Rafał Brzoska odpowiada kurierowi

Pracownik InPostu zadzwonił w poniedziałek podczas wywiadu na żywo z Rafałem Brzoską na Kanale Zero. W programie można było zadzwonić do studia i zadać pytanie gościowi. Kurier wykorzystał szansę, aby opowiedzieć Brzosce o warunkach pracy w oddziałach InPost Gliwice i Wyry.

Kurier przede wszystkim podkreślił, że sortowanie odbywa się w upale i dochodzi do regularnych opóźnień w procesie. Zapytany o płace przez prowadzącego program Krzysztofa Stanowskiego, kurier stwierdził, że "ma bardzo dobrą umowę i nie ma co negocjować". W ogłoszeniach o pracę InPostu widać widełki miesięczne między 4500 a 6200 brutto, z możliwą premią do 2500 zł.

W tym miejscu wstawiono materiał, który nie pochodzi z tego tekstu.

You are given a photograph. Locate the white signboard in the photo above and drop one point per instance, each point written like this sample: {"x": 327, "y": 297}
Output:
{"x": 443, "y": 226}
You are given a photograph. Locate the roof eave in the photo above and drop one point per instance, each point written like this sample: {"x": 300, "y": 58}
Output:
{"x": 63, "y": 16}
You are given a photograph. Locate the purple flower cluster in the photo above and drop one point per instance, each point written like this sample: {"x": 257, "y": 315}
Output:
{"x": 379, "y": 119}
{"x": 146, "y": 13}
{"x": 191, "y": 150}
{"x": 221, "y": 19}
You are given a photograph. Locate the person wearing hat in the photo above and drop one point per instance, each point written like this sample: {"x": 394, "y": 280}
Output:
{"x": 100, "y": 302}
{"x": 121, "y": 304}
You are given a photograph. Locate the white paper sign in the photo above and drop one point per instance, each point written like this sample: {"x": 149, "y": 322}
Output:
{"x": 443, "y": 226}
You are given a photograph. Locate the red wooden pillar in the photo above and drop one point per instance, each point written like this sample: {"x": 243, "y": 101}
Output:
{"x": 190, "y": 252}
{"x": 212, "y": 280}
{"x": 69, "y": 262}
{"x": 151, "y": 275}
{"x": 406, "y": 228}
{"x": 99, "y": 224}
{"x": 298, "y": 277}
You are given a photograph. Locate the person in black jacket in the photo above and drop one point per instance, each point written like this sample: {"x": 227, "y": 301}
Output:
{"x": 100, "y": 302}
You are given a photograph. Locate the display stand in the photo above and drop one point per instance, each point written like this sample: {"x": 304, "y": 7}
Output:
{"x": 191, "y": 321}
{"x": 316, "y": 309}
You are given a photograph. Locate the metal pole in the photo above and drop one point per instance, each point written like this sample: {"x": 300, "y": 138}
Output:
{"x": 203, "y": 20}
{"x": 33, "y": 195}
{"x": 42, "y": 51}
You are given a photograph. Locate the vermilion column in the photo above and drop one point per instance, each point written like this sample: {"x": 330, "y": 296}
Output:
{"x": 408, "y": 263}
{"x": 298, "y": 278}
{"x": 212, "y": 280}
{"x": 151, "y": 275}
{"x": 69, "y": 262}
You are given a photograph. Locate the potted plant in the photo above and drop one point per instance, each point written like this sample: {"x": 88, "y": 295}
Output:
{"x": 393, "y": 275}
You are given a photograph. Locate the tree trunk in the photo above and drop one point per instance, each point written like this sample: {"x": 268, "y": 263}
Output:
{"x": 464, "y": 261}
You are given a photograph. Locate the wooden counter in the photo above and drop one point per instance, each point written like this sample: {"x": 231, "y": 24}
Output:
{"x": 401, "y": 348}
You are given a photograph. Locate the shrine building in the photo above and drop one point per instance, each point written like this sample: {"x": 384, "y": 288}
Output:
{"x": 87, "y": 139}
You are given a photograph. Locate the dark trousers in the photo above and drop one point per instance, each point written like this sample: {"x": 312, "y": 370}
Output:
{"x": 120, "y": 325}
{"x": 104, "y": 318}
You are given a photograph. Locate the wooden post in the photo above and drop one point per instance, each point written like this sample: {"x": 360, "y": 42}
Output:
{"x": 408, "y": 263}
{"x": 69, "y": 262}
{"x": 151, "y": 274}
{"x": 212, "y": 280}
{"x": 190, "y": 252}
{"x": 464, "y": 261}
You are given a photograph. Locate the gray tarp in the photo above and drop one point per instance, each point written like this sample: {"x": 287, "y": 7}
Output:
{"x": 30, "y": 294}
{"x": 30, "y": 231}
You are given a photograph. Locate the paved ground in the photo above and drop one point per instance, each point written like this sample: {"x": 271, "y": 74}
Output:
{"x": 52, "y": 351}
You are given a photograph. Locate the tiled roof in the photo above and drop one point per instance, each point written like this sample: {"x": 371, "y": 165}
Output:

Rafał Brzoska kolejnego dnia opublikował swoją odpowiedź.

"Po telefonie naszego kuriera Jakuba z Gliwic w trakcie mojego wywiadu w Kanale Zero – wczoraj szybkie sprawdzenie obydwóch oddziałów Gliwice i Wyry – wyciągnięte dane z systemu za maj i czerwiec i na 50 dni rzeczywiście w ciągu 4 dni sort trwał dłużej (o prawie godzinę średnio) niż standardowo. Panie Danielu dziękuje za ten telefon –będziemy szlifować procesy jeszcze mocniej" – napisał we wtorek w mediach społecznościowych prezes InPost.

Klienci InPostu w komentarzach nie oszczędzają jednak gorzkich słów pod adresem Rafała Brzoski. Przede wszystkim krytykują, że problemem zainteresowano się dopiero gdy pracownik wykonał telefon podczas popularnego programu na żywo.